The ambitious scheme envisages an "Iron Silk Road" uniting the rail networks of South and North Korea, and connecting them to Europe via the Trans-Siberian Railway.
But it faces huge political obstacles, given the volatility of inter-Korean relations and the international community's struggle to contain the UN sanction-laden North's nuclear ambitions.
Speaking to a South Korea-Russia business conference during his one-day visit on Wednesday, Putin acknowledged the difficulties but said they were outweighed by the project's potential advantages.
"I hope political problems will be solved at an early date, as South Korea, North Korea and Russia will reap great economic benefits when it's completed," Putin said, urging South Korean investors to come on board.
"This project, if accomplished, will help make a great contribution to the establishment of peace and stability on the Korean peninsula," he added.
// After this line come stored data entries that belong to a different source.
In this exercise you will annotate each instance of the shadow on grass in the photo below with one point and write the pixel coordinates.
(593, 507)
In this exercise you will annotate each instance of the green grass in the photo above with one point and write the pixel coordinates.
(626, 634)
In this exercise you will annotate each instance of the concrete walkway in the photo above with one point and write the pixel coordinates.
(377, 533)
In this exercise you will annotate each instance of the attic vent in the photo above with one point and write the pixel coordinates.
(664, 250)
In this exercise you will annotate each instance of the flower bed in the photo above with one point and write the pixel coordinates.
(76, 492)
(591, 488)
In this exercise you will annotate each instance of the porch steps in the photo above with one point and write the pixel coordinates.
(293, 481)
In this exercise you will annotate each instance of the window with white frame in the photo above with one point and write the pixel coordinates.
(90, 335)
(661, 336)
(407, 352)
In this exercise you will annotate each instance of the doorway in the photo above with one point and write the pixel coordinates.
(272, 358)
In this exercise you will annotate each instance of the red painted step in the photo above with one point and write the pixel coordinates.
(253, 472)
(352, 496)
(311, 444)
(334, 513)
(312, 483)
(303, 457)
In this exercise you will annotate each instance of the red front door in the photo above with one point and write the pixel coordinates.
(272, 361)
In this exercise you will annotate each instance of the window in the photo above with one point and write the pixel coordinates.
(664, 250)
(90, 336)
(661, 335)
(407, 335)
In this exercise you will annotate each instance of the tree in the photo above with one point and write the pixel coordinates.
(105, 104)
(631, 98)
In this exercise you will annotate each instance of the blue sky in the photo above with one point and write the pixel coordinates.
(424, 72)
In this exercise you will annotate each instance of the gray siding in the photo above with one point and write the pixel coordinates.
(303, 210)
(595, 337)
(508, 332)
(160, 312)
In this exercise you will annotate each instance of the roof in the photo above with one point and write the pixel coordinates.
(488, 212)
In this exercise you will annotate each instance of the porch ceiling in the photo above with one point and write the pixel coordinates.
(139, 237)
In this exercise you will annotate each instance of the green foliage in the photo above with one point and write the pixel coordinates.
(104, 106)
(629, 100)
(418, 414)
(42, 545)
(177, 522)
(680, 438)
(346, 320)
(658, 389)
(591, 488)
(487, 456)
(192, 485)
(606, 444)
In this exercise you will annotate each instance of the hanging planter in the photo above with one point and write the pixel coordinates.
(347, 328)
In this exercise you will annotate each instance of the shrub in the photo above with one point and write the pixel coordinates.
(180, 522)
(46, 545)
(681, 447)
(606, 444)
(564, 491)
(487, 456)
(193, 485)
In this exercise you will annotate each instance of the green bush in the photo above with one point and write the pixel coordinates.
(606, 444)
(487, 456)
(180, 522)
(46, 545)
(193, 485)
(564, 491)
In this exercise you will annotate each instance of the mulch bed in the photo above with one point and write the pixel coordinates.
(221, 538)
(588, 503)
Russia took a first step in September, when it completed a 54-kilometre track from its southeast border town of Khasan to the North Korean port of Rajin.
Located in the far northeast, where the borders of North Korea, Russia and China converge, Rajin offers a warm-water port for the North's two giant neighbours.
Putin's desire is to see the rail link extended through North Korea, across the world's last Cold War frontier, and all the way down to the southern South Korean port of Busan.
Media reports say Russia is looking for South Korea to take a 34 per cent share in the project, with Moscow holding 36 per cent and Pyongyang 30 per cent.
Steelmaker POSCO, train operator Korail, and Hyundai Maritime have been suggested as possible members of a consortium to take on the South Korean share.
Andrei Lankov, a Russian expert on North Korea who teaches at Seoul's Kookmin University, remains "very sceptical" about the entire undertaking.
"The idea itself makes perfect sense from a trade and economic viewpoint," Lankov told AFP.
"But this is clearly going to cost billions of dollars and what companies are going to risk that much investment with North Korea in the current climate?
"I'm sure North Korea will be keen, because once it got started, it would provide Pyongyang with a new project to manipulate and use to pressure others," he added.
Lankov said the same financial and political risks applied to plans to build a pipeline to supply both Koreas with Russian natural gas.
Observers highlight the precedent of the Kaesong industrial zone jointly run by North and South Korea, which Pyongyang unilaterally shut down in April as military tensions surged.
The zone reopened in September, but South Korean factory owners said they lost a small fortune during the five-month closure.